Photo credit: cheesegeek.com
An advertisement featuring artisan cheeses has been banned by London’s transport network because it was deemed “unhealthy.”
Transport for London (TfL) blocked cheesegeek’s ad in August, saying it did not comply with its advertising policy. TfL said it “uses the Food Standards Agency’s model to define foods that are high in fat, sugar and salt,” The Times reported.
Cheesegeek is an online cheese shop launched by Edward Hancock in 2017. Hancock told The Times he was “frustrated” with TfL’s decision, especially since “adverts featuring fizzy drinks, alcohol and ultra-processed foods” were allowed.

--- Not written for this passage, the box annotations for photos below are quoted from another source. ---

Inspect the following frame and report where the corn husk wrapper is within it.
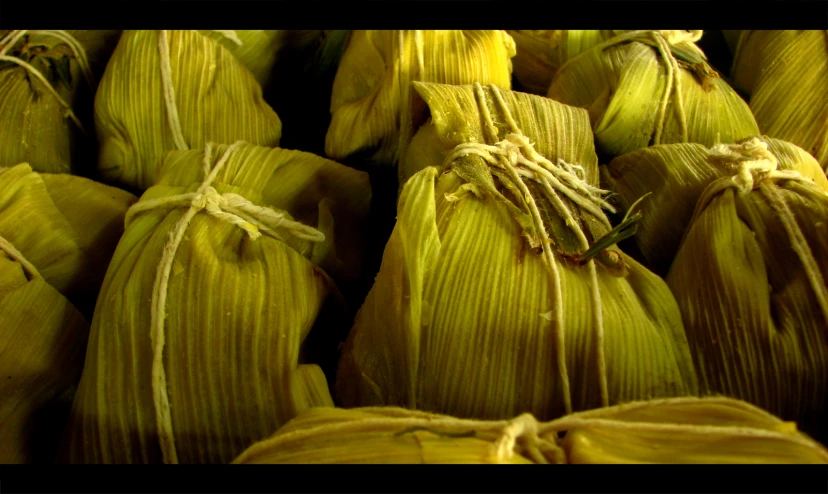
[337,83,696,419]
[667,141,828,439]
[0,163,137,319]
[605,137,828,275]
[0,31,93,174]
[0,249,89,464]
[234,398,828,464]
[325,30,515,165]
[547,31,759,158]
[509,30,625,95]
[95,31,282,190]
[63,144,371,463]
[732,30,828,171]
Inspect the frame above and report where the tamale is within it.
[234,398,828,464]
[508,30,625,95]
[604,136,828,275]
[667,138,828,440]
[325,30,515,165]
[337,83,696,420]
[62,142,371,463]
[547,31,759,158]
[0,31,95,174]
[732,30,828,171]
[0,163,137,319]
[95,31,282,190]
[0,239,89,463]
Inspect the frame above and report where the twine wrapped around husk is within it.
[234,398,828,464]
[325,30,515,165]
[667,138,828,439]
[62,142,371,463]
[508,29,626,96]
[732,30,828,172]
[0,30,96,174]
[0,163,137,319]
[604,136,828,275]
[337,83,696,419]
[547,31,759,158]
[95,31,282,190]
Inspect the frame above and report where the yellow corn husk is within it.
[0,31,94,174]
[0,251,89,463]
[667,139,828,438]
[337,83,696,419]
[605,137,828,274]
[547,31,759,158]
[0,163,137,318]
[325,30,515,164]
[95,31,282,190]
[508,30,626,95]
[233,398,828,464]
[732,30,828,172]
[62,143,371,463]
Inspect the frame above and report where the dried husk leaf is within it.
[732,30,828,171]
[0,163,137,319]
[667,171,828,439]
[0,253,89,463]
[547,31,759,158]
[63,144,371,463]
[0,31,92,174]
[325,30,515,165]
[95,31,282,190]
[605,136,828,275]
[337,83,696,419]
[508,30,624,96]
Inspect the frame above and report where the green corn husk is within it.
[604,137,828,275]
[95,31,282,190]
[547,31,759,158]
[667,140,828,439]
[508,30,626,96]
[337,83,696,419]
[325,30,515,165]
[732,30,828,172]
[0,249,89,463]
[0,163,137,319]
[0,31,94,174]
[234,398,828,464]
[62,143,371,463]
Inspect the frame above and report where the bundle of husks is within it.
[547,31,759,158]
[95,31,282,190]
[234,398,828,464]
[509,30,626,95]
[732,30,828,171]
[63,143,371,463]
[605,137,828,275]
[0,164,135,463]
[337,83,696,419]
[0,31,95,173]
[667,138,828,438]
[325,31,515,165]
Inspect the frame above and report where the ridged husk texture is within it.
[63,144,371,463]
[605,137,828,275]
[234,398,828,464]
[95,31,282,190]
[337,83,696,419]
[0,31,94,173]
[325,30,515,165]
[732,30,828,171]
[0,163,137,319]
[547,31,759,158]
[667,138,828,439]
[508,29,624,95]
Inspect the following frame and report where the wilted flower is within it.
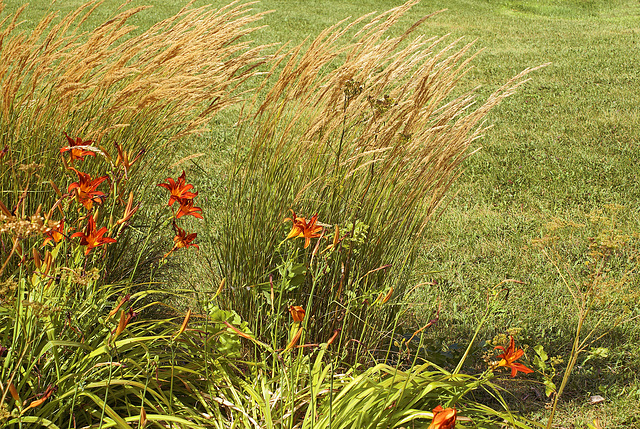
[71,216,116,255]
[68,168,107,210]
[289,305,306,322]
[158,170,198,206]
[20,385,58,414]
[60,133,96,161]
[427,405,458,429]
[495,337,533,377]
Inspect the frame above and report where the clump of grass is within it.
[215,1,544,349]
[0,1,264,275]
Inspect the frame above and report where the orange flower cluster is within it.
[495,337,533,377]
[60,133,96,162]
[158,170,202,258]
[71,214,116,255]
[285,209,322,249]
[158,170,202,219]
[57,132,125,255]
[68,167,107,210]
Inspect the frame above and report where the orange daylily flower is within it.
[71,216,116,255]
[113,142,145,177]
[107,293,131,319]
[289,305,306,322]
[158,170,198,206]
[285,209,322,249]
[60,133,96,161]
[495,337,533,377]
[427,405,458,429]
[116,192,140,225]
[42,219,65,247]
[327,329,340,346]
[68,168,107,210]
[176,198,202,219]
[20,385,58,414]
[284,326,304,351]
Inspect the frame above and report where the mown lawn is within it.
[6,0,640,428]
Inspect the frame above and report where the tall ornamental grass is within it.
[214,0,544,357]
[0,0,263,277]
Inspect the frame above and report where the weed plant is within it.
[212,1,544,362]
[0,0,637,429]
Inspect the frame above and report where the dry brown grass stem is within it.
[242,0,548,227]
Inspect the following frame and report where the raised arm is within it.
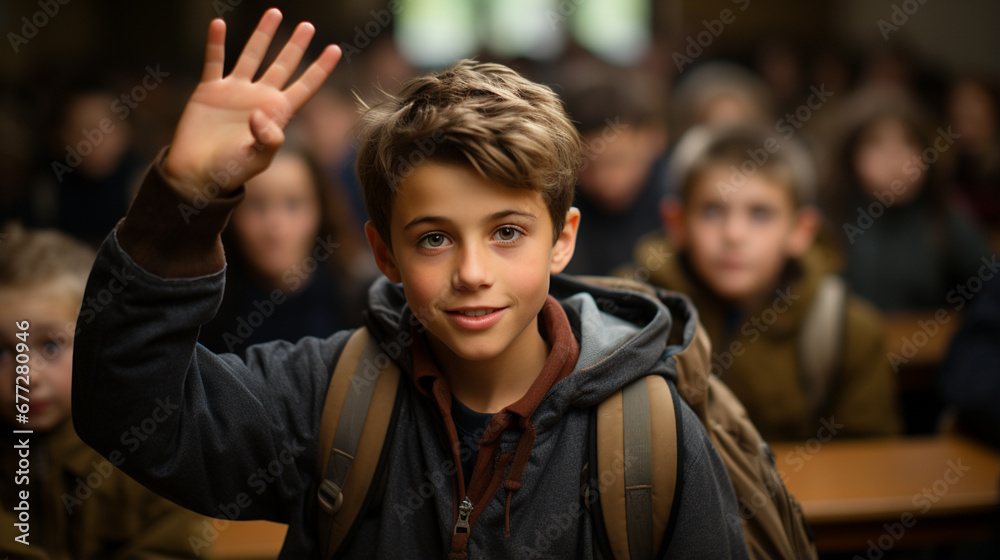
[163,8,340,203]
[118,8,341,278]
[73,10,346,542]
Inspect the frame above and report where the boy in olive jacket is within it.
[0,226,206,560]
[621,125,901,441]
[74,10,747,558]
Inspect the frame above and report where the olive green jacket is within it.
[0,418,206,560]
[619,233,902,441]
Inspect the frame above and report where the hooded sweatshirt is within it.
[73,151,747,558]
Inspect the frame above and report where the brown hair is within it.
[356,60,582,246]
[0,224,95,300]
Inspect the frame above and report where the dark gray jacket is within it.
[73,160,747,559]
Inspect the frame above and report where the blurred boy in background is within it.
[564,62,667,274]
[0,226,204,560]
[631,126,900,440]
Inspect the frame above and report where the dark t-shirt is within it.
[451,395,493,488]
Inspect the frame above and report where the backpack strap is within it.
[317,327,402,558]
[799,274,847,416]
[588,375,679,560]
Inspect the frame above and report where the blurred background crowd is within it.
[0,0,1000,556]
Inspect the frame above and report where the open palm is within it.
[163,8,340,195]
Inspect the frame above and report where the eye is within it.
[419,233,449,249]
[701,204,722,219]
[750,207,774,222]
[493,226,524,244]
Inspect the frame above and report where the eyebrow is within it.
[403,209,538,231]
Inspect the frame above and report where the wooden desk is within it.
[771,435,1000,552]
[211,521,288,560]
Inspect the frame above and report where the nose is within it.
[723,212,747,244]
[452,244,493,290]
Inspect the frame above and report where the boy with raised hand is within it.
[74,10,747,558]
[622,125,901,441]
[0,225,206,560]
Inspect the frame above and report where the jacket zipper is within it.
[453,496,473,535]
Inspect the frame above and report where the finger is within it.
[260,21,316,89]
[284,45,341,113]
[250,109,285,152]
[230,8,281,80]
[201,18,226,82]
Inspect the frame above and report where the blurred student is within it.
[25,84,142,248]
[939,272,1000,449]
[670,60,774,144]
[564,61,666,274]
[0,222,204,560]
[828,89,991,313]
[947,78,1000,249]
[199,147,377,356]
[630,126,900,440]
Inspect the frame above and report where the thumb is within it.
[250,109,285,151]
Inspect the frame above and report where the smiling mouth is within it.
[448,307,501,317]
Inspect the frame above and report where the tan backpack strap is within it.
[317,328,400,558]
[799,274,847,417]
[595,375,677,560]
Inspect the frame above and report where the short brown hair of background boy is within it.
[356,60,581,244]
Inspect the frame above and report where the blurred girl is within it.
[827,89,990,312]
[199,147,373,355]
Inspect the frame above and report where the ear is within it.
[549,208,580,274]
[365,221,402,283]
[785,206,823,257]
[660,196,687,249]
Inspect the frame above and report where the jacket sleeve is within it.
[660,383,750,559]
[830,297,903,436]
[73,150,348,523]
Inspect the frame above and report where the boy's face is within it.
[671,168,816,302]
[366,162,579,362]
[0,286,79,432]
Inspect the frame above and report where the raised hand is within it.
[163,8,341,195]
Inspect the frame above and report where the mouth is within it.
[28,402,50,414]
[445,307,507,330]
[448,307,500,317]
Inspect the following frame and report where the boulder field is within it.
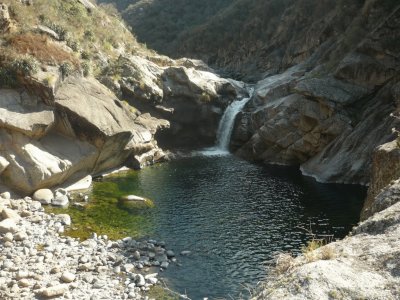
[232,4,400,185]
[0,57,243,195]
[252,142,400,300]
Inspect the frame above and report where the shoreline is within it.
[0,193,187,299]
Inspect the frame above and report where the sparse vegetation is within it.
[60,61,73,77]
[0,0,154,87]
[11,55,39,76]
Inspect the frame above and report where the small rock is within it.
[3,232,14,242]
[15,231,28,241]
[132,250,140,260]
[167,250,175,258]
[160,261,169,269]
[135,274,146,287]
[18,278,30,287]
[60,271,75,283]
[4,242,14,248]
[29,201,42,211]
[38,284,68,298]
[51,189,69,206]
[1,208,21,221]
[50,267,61,274]
[0,219,18,233]
[124,264,135,272]
[32,189,54,204]
[147,277,158,285]
[93,280,105,289]
[15,270,29,280]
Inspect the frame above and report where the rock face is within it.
[108,56,245,147]
[233,3,400,184]
[0,77,168,193]
[361,140,400,219]
[253,143,400,300]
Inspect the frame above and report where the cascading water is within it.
[201,88,254,155]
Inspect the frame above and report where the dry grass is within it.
[8,33,79,67]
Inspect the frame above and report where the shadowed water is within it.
[74,155,365,299]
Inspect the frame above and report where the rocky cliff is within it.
[253,142,400,299]
[234,2,400,184]
[0,0,243,195]
[108,0,400,184]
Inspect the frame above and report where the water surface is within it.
[57,155,365,299]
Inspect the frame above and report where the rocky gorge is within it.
[0,0,400,299]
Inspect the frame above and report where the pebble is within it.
[132,250,140,260]
[135,274,146,287]
[51,189,69,206]
[167,250,175,258]
[0,192,11,199]
[0,198,174,299]
[160,261,169,269]
[0,219,18,233]
[3,232,14,242]
[18,278,30,287]
[38,284,68,298]
[33,189,54,204]
[15,231,28,241]
[61,271,75,283]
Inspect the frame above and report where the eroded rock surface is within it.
[253,143,400,300]
[232,5,400,184]
[0,77,168,194]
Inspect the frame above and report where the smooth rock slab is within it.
[33,189,54,204]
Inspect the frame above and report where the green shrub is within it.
[11,56,39,76]
[81,61,92,77]
[67,38,79,52]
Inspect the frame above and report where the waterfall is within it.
[201,89,253,155]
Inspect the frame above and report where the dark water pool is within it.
[58,156,365,299]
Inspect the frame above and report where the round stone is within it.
[32,189,54,204]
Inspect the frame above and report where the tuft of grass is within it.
[7,33,79,67]
[11,55,39,76]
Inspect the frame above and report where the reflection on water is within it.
[54,156,365,299]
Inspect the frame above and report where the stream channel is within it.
[52,92,366,300]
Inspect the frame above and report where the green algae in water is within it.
[46,171,154,240]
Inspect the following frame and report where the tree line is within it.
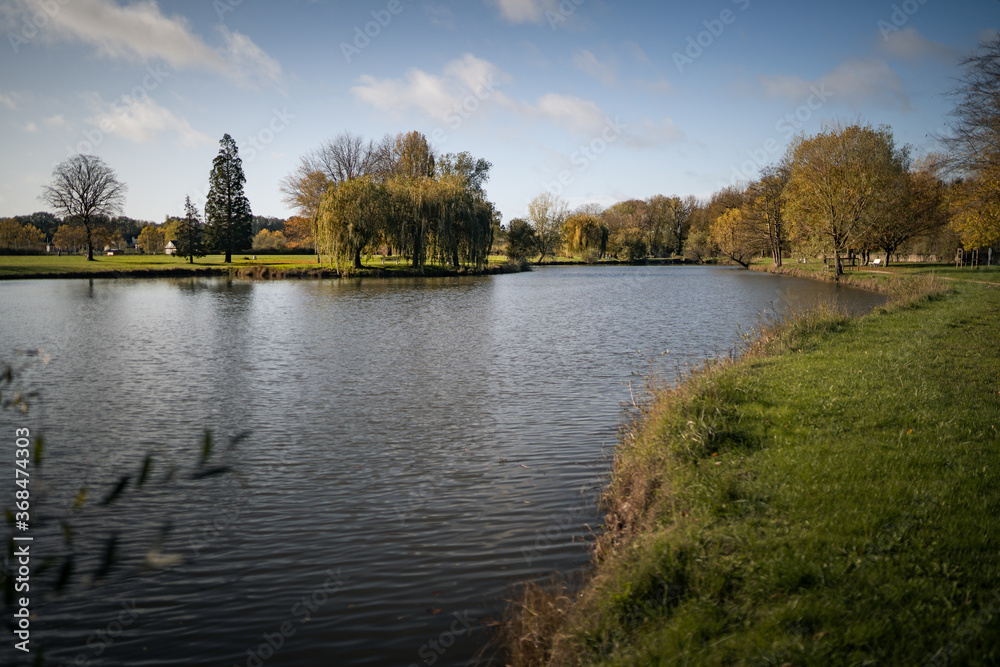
[503,37,1000,277]
[281,131,500,272]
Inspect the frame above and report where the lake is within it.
[0,266,882,667]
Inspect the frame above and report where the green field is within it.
[753,259,1000,285]
[502,268,1000,666]
[0,253,524,278]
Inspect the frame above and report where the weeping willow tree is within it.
[432,176,495,268]
[562,213,608,254]
[316,132,499,272]
[316,176,392,273]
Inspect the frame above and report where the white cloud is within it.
[90,97,215,147]
[522,93,608,135]
[424,5,455,30]
[493,0,552,23]
[622,39,649,65]
[573,50,617,86]
[42,114,70,130]
[351,54,683,147]
[882,26,960,62]
[636,77,674,95]
[219,26,281,84]
[624,116,686,148]
[760,58,910,111]
[351,53,510,120]
[16,0,281,84]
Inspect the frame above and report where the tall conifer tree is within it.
[205,134,253,264]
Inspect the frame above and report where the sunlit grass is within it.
[504,283,1000,665]
[0,252,520,278]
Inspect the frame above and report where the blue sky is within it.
[0,0,1000,222]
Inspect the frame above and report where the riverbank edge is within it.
[0,262,531,281]
[504,267,1000,666]
[747,264,894,292]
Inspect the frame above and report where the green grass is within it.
[507,283,1000,665]
[753,259,1000,285]
[0,252,506,278]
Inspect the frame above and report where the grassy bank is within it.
[750,259,1000,290]
[504,274,1000,665]
[0,254,521,280]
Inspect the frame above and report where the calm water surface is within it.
[0,267,880,666]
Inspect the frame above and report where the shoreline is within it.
[504,267,1000,666]
[0,264,531,281]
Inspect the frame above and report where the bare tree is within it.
[299,132,380,184]
[41,154,127,261]
[528,192,568,264]
[937,35,1000,175]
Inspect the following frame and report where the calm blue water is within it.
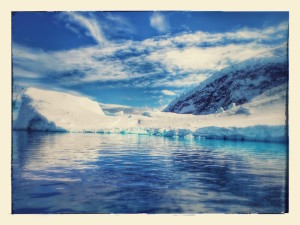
[12,131,287,213]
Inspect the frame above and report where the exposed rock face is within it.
[164,54,288,115]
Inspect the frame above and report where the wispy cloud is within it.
[161,90,176,96]
[150,12,170,32]
[62,12,107,44]
[13,20,288,90]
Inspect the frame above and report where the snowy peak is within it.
[164,46,288,115]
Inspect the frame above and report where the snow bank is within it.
[14,88,105,131]
[14,87,287,142]
[194,125,287,142]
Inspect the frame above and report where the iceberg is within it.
[13,85,288,142]
[14,88,105,131]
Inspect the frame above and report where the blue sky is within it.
[12,11,289,108]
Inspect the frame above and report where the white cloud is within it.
[12,20,288,89]
[161,90,176,96]
[150,12,170,32]
[63,12,107,44]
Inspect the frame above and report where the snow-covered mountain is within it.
[163,45,288,115]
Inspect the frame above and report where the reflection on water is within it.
[12,131,287,213]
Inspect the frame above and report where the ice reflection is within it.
[13,132,287,213]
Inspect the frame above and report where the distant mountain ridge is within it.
[163,44,288,115]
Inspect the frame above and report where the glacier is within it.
[13,84,288,142]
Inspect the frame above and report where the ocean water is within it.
[12,131,287,214]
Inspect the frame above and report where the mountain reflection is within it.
[12,131,287,213]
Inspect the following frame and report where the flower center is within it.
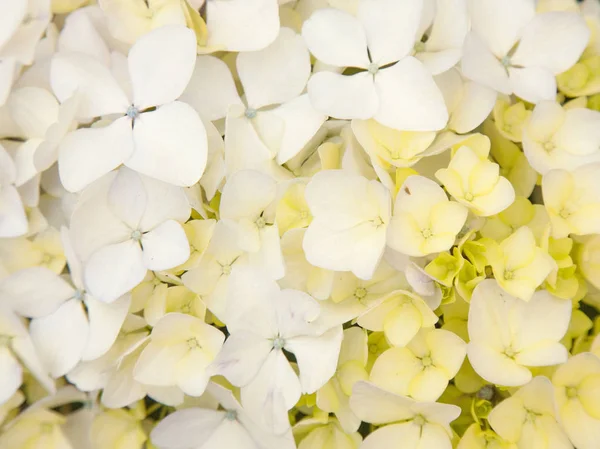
[273,337,285,349]
[413,415,427,426]
[187,337,200,349]
[354,287,367,300]
[125,105,140,120]
[566,387,577,399]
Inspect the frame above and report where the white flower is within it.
[467,279,571,386]
[71,167,190,302]
[50,26,207,191]
[133,313,225,396]
[220,170,285,279]
[350,381,460,449]
[0,145,28,238]
[302,0,448,131]
[523,101,600,175]
[214,270,342,434]
[29,229,131,378]
[303,170,391,280]
[462,0,590,103]
[150,383,296,449]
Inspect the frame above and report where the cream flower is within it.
[302,0,448,131]
[435,143,515,217]
[387,176,468,257]
[467,279,571,386]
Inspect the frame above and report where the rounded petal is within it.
[237,28,310,109]
[180,56,242,121]
[302,8,369,68]
[50,53,129,118]
[511,11,590,75]
[467,341,532,387]
[58,117,134,192]
[308,72,379,120]
[29,299,89,378]
[461,33,512,95]
[127,25,196,110]
[125,101,208,187]
[206,0,279,51]
[81,295,131,360]
[83,240,146,303]
[374,56,448,131]
[468,0,535,58]
[141,220,190,271]
[357,0,423,67]
[508,67,556,103]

So how is it possible an ad for artisan cheese didn’t meet health standards, but one for alcohol did? “It’s because the government tried to simplify advice for people,” according to Hancock. “But the problem is when you oversimplify it to such an extent… you get this issue with products that are actually proven to be very good for you.”
This is not the first time the TfL removed ads it deemed “unhealthy.” Earlier this year, it banned a poster for a play after the original, which featured a wedding cake, was censored by officials. In that case, the ad was not directly promoting cake but merely included an image of a cake.
While we understand the need to promote healthy habits and remove “unhealthy” messaging, banning the promotion of all foods with high fat content does not allow for any nuance. We turophiles know that cheese can be—and in our case, is—part of a healthy diet. Cheese is high in protein, vitamins, and calcium, not to mention it’s a whole food with minimal processing and has been shown to increase gut health. In our opinion, cheese has been, and will always be, a health food.